By 2021, we will likely live in a world with self-driving cars. And the race to get there is getting very competitive: Beyond Mobileye, here are the key players
It increasingly seems like we’ll be living in a world where children born today will no longer need to learn how to drive.
On Tuesday, Jerusalem-based Mobileye announced that it is partnering with automotive technology company Delphi to develop self-driving systems for auto manufacturers. This comes less than a month after Mobileye ended its contract with Tesla, likely due to the bad press Tesla received after a Tesla driver died while using the car’s autopilot mode, marking the first fatality among self-driving vehicle users.

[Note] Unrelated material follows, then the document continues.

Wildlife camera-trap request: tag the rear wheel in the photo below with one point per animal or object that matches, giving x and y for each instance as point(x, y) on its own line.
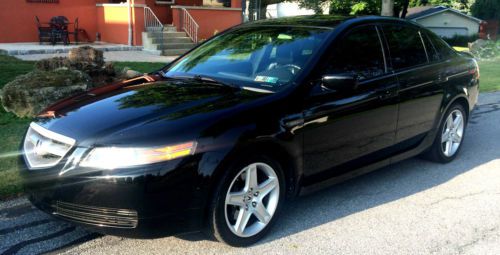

While Mobileye’s stocks have fared poorly since severing ties with Tesla and Delphi’s stocks are also currently down about 6 percent, both companies must hope that this new partnership will not only increase their stocks, but position them as a capable team in the midst of an increasingly competitive technological race to develop the winning autonomous vehicle.
Professor Amnon Shashua, Mobileye Co-Founder, Chairman and CTO, also clarified that Mobileye’s relationship to Delphi, which was originally a GM spinoff, is not new. “The Mobileye and Delphi relationship started in 2002 with the implementation of what was one of the most advanced active safety systems of the time. Our long history together is key to the success of this ambitious endeavor,” he stated.
Specifically, they aim to develop an “SAE Level 4/5 automated driving solution,” which in laymans terms means that their technology will help cars either be highly automated or fully automated, according to the standards of the Society of Automotive Engineers (SAE).
In their announcement, they wrote that they will debut their driving solution at the Consumer Electronics Show in Las Vegas in January, 2017, and production of the system will be ready by 2019. However, the companies conceded to the Wall Street Journal that, “Integrating their tech in future vehicles could take as much as two years … making it unlikely to hit the market until 2021 or 2022.”
Geektime has reached out to Mobileye for comment and will update this article if they respond.
Who else is developing self-driving cars?
More and more, it looks like every auto manufacturer and ridesharing company is making big moves towards autonomous vehicles.
While Delphi (originally a GM spinoff) and Mobileye claim to be investing hundreds of millions of dollars in their partnership and are on a similar timeline as Ford, which plans to release self-driving vehicles to the public by 2021, the Wall Street Journal claims they are notably behind others. They report that GM, Alphabet, Inc. (Google’s parent company), Volvo, Nissan, and Tesla have hinted that they aim to get autonomous cars out for sale by 2020, if not before then.
Just this week, Uber announced that its first fleet of self-driving taxis (which is using Ford models) will arrive for testing in Pittsburgh by the end of the month and that it had acquired less than year-old Otto, a company developing autonomous driving technology for trucks, for $680 million. Meanwhile, GM and Lyft aim to release their own self-driving taxis for pilot use within the next eight months.